End of task 2; every skittle was detected by this approach :)¶


Here I wrote the code from above in a form of definition so i can easily apply it to the images from the third task. I didn't add comments on this code and I am not showing each step in here since it is the same code from above just put in the def

In [54]:
def find_and_mark_skittles(skittles_img):
    hsv_img = cv2.cvtColor(skittles_img, cv2.COLOR_BGR2HSV)

    lower_bound = np.array([0, 50, 50])
    upper_bound = np.array([179, 255, 255])
    mask = cv2.inRange(hsv_img, lower_bound, upper_bound)


    lower_black = np.array([0, 0, 0])
    upper_black = np.array([179, 255, 50])
    black_mask = cv2.inRange(hsv_img, lower_black, upper_black)


    mask = cv2.bitwise_or(mask, black_mask)


    h, w = mask.shape
    corner_size = 65  
    mask[:corner_size, :corner_size] = 0  
    mask[:corner_size, w-corner_size:] = 0  

    
    struct = np.ones((3, 3), np.uint8)
    mask = cv2.dilate(mask, struct, iterations=3)

    ellipse_kernel = cv2.getStructuringElement(cv2.MORPH_ELLIPSE, (7,7))
    mask_eroded = cv2.erode(mask, ellipse_kernel, iterations=10)


    contours, _ = cv2.findContours(mask_eroded, cv2.RETR_EXTERNAL, cv2.CHAIN_APPROX_SIMPLE)

    
    min_area = 15  
    filtered_points = [cnt for cnt in contours if cv2.contourArea(cnt) > min_area]


    output_image = skittles_img.copy()
    for cnt in filtered_points:
        (x, y), radius = cv2.minEnclosingCircle(cnt)
        center = (int(x), int(y))
        radius = int(radius)
        cv2.circle(output_image, center, radius, (0, 255, 0), 2)  
        cv2.circle(output_image, center, 3, (0, 0, 255), -1)  


    num_skittles = len(filtered_points)

    
    return num_skittles, output_image

Task 3¶

  1. Test the solution from task 2 for the remaining skittels images.
  2. Improve the solution so that it works properly for this images.
In [55]:
for file in glob.glob("./skittles*"):
    # print(file)
    skittles = cv2.imread(file, cv2.IMREAD_COLOR)
    # imshow(cv2.resize(skittles, None, fx=0.4, fy=0.4))
    number_of_skittles, skittles_output = find_and_mark_skittles(skittles)
    print(f"Number of skittles found on the {file}: {number_of_skittles}")
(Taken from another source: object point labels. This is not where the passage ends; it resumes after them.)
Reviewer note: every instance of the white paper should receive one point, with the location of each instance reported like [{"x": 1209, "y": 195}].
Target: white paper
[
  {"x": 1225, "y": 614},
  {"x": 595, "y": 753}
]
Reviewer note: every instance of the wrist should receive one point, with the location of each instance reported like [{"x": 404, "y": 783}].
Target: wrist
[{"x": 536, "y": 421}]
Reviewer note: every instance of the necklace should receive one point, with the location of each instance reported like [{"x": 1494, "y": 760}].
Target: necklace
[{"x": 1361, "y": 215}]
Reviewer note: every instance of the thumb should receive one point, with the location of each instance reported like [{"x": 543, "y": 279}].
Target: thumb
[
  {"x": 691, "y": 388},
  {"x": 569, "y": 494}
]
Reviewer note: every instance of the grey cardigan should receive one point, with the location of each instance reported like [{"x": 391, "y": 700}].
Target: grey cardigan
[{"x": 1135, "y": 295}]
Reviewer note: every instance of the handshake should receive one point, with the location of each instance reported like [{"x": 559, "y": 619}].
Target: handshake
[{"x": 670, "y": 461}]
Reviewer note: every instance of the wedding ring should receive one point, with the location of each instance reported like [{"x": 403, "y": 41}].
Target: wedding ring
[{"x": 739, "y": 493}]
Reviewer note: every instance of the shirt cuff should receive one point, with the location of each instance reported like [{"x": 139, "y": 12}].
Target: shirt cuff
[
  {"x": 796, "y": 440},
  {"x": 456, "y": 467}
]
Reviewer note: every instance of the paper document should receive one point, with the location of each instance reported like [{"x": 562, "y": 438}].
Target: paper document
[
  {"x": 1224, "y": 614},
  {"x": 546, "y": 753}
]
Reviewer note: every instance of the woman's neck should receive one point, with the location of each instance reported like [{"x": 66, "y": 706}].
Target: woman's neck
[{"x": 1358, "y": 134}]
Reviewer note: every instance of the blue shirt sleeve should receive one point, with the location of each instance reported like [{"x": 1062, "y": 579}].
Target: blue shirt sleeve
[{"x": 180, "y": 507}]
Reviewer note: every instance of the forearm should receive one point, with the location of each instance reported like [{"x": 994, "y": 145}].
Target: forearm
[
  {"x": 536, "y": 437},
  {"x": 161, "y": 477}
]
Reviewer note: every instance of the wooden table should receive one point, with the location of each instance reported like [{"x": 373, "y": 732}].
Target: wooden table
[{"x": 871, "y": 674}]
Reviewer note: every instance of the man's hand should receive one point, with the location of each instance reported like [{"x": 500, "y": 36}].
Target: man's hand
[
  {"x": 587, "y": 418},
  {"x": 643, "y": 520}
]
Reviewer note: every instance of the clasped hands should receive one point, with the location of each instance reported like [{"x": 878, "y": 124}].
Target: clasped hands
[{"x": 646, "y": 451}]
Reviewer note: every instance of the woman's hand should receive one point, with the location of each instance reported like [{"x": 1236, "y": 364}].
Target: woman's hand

    imshow(cv2.resize(np.concatenate([skittles, skittles_output],1), None, fx=0.5, fy=0.5))
Number of skittles found on the .\skittles100.jpg: 60
Number of skittles found on the .\skittles101.jpg: 51
Number of skittles found on the .\skittles102.jpg: 61
Number of skittles found on the .\skittles103.jpg: 56
Number of skittles found on the .\skittles104.jpg: 56
Number of skittles found on the .\skittles105.jpg: 62
Number of skittles found on the .\skittles106.jpg: 54
Number of skittles found on the .\skittles107.jpg: 58
Number of skittles found on the .\skittles108.jpg: 55
Number of skittles found on the .\skittles109.jpg: 51
Number of skittles found on the .\skittles110.jpg: 61

Summing up my approach works and detects most of the skittles on all of the images from the 3rd task; the only problem is with skittles that are very close to each other- then they are merged and counted as a one, also some of the black ones are not being seen but it is not a high number.